Deutschland hat mit dem Opernhaus in Bayreuth nun 37 Orte, Gebäude und auch Wälder, die zu den größten Schätzen der Menschheit zählen.

Das deutsche Welterbe auf einer interaktiven Karte

Die Unesco hat das Markgräfliche Opernhaus Bayreuth einstimmig zum Weltkulturerbe ernannt. Der barocke Prachtbau sei eines der wichtigsten architektonischen Zeugnisse der absolutistischen Gesellschaft im 18. Jahrhundert, begründete das Welterbe-Komitee aus 21 Mitgliedern in Sankt Petersburg seine Entscheidung. Dagegen blieb der Kurfürstlichen Residenz im baden-württembergischen Schwetzingen die Anerkennung erneut verwehrt. Das Unesco-Komitee ließ nach heftiger Debatte aber einen neuen Antrag von Schwetzingen grundsätzlich zu. Nach Bayreuths Aufnahme in die Welterbe-Liste gibt es in Deutschland nun insgesamt 37 dieser einzigartigen Kultur- und Naturstätten der Menschheit, weltweit sind es mehr als 900 in 153 Ländern. Mehr über die einzelnen deutschen Welterbestätten erfahren Sie auf der interaktiven Karte:

Unesco Welterbe in Deutschland

Bayern hat mit Bayreuth nun sieben Universaldenkmäler. Der Freistaat will die Oper in den kommenden vier Jahren für knapp 19 Millionen Euro restaurieren. Das Gebäude wurde 1746 bis 1750 erbaut und ist immer noch in seiner ursprünglichen Form erhalten. Auftraggeber für den Bau war das Markgrafenpaar Friedrich und Wilhelmine von Brandenburg-Kulmbach. Die oberfränkische Stadt hofft nun auf mehr Touristen.

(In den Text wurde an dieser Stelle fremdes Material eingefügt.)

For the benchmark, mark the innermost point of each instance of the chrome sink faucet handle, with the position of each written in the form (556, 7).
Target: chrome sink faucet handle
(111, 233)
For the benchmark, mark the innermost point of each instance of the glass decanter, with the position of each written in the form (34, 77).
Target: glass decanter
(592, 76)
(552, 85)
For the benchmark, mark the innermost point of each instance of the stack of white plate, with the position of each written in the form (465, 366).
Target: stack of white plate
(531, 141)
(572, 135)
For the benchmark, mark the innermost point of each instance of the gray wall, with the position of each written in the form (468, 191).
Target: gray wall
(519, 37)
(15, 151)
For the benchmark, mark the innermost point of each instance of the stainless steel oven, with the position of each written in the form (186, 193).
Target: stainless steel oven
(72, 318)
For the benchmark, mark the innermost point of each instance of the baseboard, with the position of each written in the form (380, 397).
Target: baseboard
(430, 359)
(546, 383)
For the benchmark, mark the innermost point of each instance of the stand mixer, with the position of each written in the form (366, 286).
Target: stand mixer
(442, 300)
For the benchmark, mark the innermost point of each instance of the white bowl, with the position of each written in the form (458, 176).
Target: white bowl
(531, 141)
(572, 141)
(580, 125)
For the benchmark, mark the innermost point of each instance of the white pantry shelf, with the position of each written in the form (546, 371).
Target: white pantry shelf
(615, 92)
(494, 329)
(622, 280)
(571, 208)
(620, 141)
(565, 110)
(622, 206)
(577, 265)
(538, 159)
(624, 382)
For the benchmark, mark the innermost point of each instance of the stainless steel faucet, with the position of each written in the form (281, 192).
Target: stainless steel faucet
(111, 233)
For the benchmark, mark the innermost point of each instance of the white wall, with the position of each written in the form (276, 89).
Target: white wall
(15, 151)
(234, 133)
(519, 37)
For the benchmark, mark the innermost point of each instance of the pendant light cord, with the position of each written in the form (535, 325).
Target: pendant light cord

Auf der 36. Sitzung des Unesco-Welterbekomitees gab es insgesamt mehr als 30 Anträge von Kultur- und Naturstätten. Neben Bayreuths Oper wurden beispielsweise auch Orte in Malaysia, Kanada, Iran und im Golfstaat Bahrain aufgenommen. In Europa kürte die Unesco etwa die portugiesische Grenzstadt Elvas.

Weltweit am bekanntesten unter den Neuaufnahmen sind die Geburtskirche Jesu Christi und der Pilgerweg in Bethlehem. Dieser Neuzugang ist politisch umstritten, weil es sich um einen Eilantrag der Palästinenser handelte und die Anerkennung von ihnen als Schritt in Richtung eines autonomen Staates gewertet wird. Experten hatten keine Empfehlung für den politischen Antrag gegeben. Auch Deutschland hatte die Dringlichkeit abgelehnt und sich für ein normales Aufnahmeverfahren ausgesprochen. Die Palästinenser sind erst im vergangenen Jahr gegen den heftigen Widerstand von Israel und den USA als Vollmitglied in die UN-Organisation für Bildung, Wissenschaft und Kultur (Unesco) aufgenommen worden.

Die Entscheidungen im Welterbe-Komitee mit Experten aus mehr als 180 Ländern werden mehrheitlich auf Grundlage von Expertengutachten getroffen. Ausschlaggebend dafür sind der universelle Wert der Stätte sowie ein Plan, der den Erhalt für künftige Generationen sicherstellt. Das Übereinkommen der Unesco zum Schutz des Kultur- und Naturerbes der Welt wurde 1972 verabscheidet.